Three times a during this 2015-2016 academic year, I spend a week living in New York City in order to take classes for my Doctorate program. I've just finished day 2 of my second week and it would be an understatement to say that this is intense! Class generally runs from 9am (which means I have to rise with the sun, and I'm not a morning person) to 8pm. I walk the seven blocks back and forth each day and feel the hum every morning of a city filled with students from Columbia and Barnard rushing to class, workers scurrying with cell phones in hand, and parents with pooches in tow dropping their tots off at school. In the evening it still hums as restaurants teem with patrons, workers scurry home, and the pooches are back out for an evening walk. I'm exhausted at the end of the day but I'm also full. It's not just the professors, coursework, or my fellow students that fill me with inspiration and wonder. The Big Apple does it to me every single day.
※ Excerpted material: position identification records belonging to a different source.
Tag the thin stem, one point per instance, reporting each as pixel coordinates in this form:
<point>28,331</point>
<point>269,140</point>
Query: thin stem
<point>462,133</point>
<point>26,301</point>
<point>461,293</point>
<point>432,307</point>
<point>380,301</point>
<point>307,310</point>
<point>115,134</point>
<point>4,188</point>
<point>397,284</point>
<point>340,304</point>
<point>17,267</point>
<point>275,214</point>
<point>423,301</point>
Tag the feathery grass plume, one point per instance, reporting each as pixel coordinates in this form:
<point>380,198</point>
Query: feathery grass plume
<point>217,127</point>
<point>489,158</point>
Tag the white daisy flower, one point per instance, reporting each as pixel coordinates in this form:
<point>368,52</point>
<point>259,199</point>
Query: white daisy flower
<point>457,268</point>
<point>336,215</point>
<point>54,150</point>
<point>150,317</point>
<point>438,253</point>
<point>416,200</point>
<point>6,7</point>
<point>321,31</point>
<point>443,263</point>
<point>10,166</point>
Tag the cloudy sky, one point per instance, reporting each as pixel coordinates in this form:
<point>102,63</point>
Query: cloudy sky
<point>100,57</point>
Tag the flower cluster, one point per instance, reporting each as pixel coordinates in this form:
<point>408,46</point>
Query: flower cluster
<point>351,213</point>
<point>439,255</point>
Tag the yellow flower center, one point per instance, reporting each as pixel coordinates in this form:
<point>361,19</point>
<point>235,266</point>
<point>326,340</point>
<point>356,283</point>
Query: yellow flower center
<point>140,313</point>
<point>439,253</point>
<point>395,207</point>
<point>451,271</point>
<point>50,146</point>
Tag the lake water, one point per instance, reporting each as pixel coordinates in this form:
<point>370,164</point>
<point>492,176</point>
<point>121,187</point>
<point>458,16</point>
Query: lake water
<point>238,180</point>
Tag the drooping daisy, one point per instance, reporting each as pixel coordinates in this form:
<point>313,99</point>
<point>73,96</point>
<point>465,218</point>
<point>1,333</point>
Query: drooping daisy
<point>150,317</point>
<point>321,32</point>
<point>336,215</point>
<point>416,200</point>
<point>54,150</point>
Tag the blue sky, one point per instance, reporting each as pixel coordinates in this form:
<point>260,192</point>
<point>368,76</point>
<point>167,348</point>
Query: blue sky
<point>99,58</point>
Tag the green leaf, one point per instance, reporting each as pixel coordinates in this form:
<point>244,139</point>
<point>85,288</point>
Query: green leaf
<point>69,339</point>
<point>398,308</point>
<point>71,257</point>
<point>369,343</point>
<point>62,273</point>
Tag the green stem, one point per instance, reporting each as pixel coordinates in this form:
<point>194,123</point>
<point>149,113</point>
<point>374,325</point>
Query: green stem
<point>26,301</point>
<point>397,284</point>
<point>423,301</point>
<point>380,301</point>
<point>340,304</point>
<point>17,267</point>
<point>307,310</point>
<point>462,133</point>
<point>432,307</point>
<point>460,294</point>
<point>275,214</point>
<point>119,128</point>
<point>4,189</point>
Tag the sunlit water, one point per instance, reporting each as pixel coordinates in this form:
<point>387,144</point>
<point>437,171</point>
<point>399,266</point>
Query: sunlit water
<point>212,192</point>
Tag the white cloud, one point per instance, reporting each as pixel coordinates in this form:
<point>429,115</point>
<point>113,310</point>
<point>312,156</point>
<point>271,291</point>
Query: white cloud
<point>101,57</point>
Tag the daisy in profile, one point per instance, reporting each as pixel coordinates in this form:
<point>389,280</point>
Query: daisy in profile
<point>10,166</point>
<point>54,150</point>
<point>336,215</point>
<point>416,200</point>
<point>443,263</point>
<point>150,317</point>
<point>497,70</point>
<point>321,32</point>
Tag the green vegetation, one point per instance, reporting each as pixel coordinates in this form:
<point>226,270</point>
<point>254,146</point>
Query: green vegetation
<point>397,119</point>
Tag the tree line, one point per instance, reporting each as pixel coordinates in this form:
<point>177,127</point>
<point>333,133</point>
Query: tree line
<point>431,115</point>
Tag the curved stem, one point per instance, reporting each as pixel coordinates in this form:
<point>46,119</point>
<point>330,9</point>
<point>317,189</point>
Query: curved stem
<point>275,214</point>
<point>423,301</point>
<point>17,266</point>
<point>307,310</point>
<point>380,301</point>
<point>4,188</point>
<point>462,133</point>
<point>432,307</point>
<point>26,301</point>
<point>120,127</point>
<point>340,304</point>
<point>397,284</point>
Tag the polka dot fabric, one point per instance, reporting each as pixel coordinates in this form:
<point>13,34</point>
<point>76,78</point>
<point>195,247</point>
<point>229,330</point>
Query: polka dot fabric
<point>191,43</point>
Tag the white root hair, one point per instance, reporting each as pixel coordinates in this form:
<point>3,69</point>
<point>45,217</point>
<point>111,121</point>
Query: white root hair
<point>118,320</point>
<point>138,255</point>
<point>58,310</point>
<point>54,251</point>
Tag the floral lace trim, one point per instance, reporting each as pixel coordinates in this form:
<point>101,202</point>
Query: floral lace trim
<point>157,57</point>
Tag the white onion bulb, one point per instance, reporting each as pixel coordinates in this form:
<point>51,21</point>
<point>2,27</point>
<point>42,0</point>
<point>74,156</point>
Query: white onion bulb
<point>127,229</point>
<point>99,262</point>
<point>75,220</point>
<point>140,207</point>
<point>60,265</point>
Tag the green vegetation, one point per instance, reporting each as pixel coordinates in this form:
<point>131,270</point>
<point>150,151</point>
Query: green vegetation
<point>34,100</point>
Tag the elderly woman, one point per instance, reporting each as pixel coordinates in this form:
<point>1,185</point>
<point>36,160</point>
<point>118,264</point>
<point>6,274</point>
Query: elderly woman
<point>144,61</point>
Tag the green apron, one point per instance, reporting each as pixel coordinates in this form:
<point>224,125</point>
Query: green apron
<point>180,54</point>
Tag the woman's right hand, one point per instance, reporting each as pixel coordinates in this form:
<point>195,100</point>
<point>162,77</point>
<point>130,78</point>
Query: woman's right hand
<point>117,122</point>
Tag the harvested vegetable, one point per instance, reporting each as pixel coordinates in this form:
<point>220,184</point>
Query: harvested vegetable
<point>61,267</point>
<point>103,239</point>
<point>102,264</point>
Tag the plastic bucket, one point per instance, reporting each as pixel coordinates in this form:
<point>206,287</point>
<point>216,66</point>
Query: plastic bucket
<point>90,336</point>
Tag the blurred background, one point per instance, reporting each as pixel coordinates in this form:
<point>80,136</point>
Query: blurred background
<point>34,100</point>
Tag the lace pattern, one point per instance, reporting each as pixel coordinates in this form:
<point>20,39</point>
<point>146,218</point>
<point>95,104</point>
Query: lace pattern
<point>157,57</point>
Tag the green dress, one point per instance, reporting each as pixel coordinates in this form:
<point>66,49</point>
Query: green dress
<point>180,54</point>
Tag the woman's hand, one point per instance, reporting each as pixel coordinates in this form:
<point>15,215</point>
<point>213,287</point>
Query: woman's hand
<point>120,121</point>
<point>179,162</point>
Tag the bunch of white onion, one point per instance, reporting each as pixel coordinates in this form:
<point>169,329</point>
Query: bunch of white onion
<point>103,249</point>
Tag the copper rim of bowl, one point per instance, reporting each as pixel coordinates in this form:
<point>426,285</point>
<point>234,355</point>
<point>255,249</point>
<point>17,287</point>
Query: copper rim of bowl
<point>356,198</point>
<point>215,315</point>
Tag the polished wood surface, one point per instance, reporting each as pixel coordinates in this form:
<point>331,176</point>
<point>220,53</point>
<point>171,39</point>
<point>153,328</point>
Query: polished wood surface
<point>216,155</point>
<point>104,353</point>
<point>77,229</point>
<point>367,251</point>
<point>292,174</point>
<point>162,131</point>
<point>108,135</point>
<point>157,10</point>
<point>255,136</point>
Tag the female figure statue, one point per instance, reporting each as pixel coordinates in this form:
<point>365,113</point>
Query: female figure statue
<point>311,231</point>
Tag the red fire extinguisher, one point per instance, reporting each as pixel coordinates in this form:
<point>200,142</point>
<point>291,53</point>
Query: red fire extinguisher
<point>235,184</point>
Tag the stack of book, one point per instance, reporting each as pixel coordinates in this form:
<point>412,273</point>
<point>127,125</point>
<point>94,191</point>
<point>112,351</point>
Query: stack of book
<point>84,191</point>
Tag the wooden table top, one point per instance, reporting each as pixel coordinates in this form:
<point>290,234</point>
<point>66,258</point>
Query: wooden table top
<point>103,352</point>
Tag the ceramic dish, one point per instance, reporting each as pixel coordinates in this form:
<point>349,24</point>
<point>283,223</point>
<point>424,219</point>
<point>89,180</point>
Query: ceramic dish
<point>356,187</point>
New York city is a magical place whose reputation, in some respects, has shifted over the years. There was a "clean up" of some of the seedier areas and crime rates have dropped. But some things haven't changed. Namely, the New Yorkers themselves. They are fabulous. I did say fabulous! Yeah, they can be brusk. Yeah, they like to honk. Yeah, they're in a hurry and you'd better get out of the way. And, yeah, they are friendly (but not like the bless-your-heart South friendly) and they do smile (but you probably need to smile first) and they will help you (not even a "but" on this one). I'm inspired by New Yorkers and this wonderful city. I'm talking about the everyday New Yorkers on the street, the doormen in apartment buildings, the cashiers in the neighborhood market, the cabbies, the waitresses, even the panhandlers.
Just yesterday, I was walking on Broadway in front of Nussbaum & Wu Bakery and Cafe (how NY is that?!) when a panhandler asked me for money. I didn't slow down but I did offer a smile, saying "Not tonight." He says "That's ok, thanks anyway". Within a matter of seconds another panhandler a few doors down shouts over to the first panhandler "Hey! Don't talk to my wife", and proceeds to ask me "you want me to knock him out for you?". I assure him "No need. You have a good night." His reply, speaking as if this entire scenario, including Nussbaum & Wu, are not the least bit out of the ordinary, "Thanks. You too". Only in the Big Apple!
Don't listen to the haters, New York. You may not be perfect but your bark is far worse than your bite and I think you're pretty inspirational.
I had hoped to post once a week, and did for a short time. Unfortunately, my doctorate research and other obligations have taken priority over the blog. BUT, I will return soon! Some postings may be articles I've written for publication, messages I've delivered in congregational settings, or excerpts from papers written in my doctoral classes.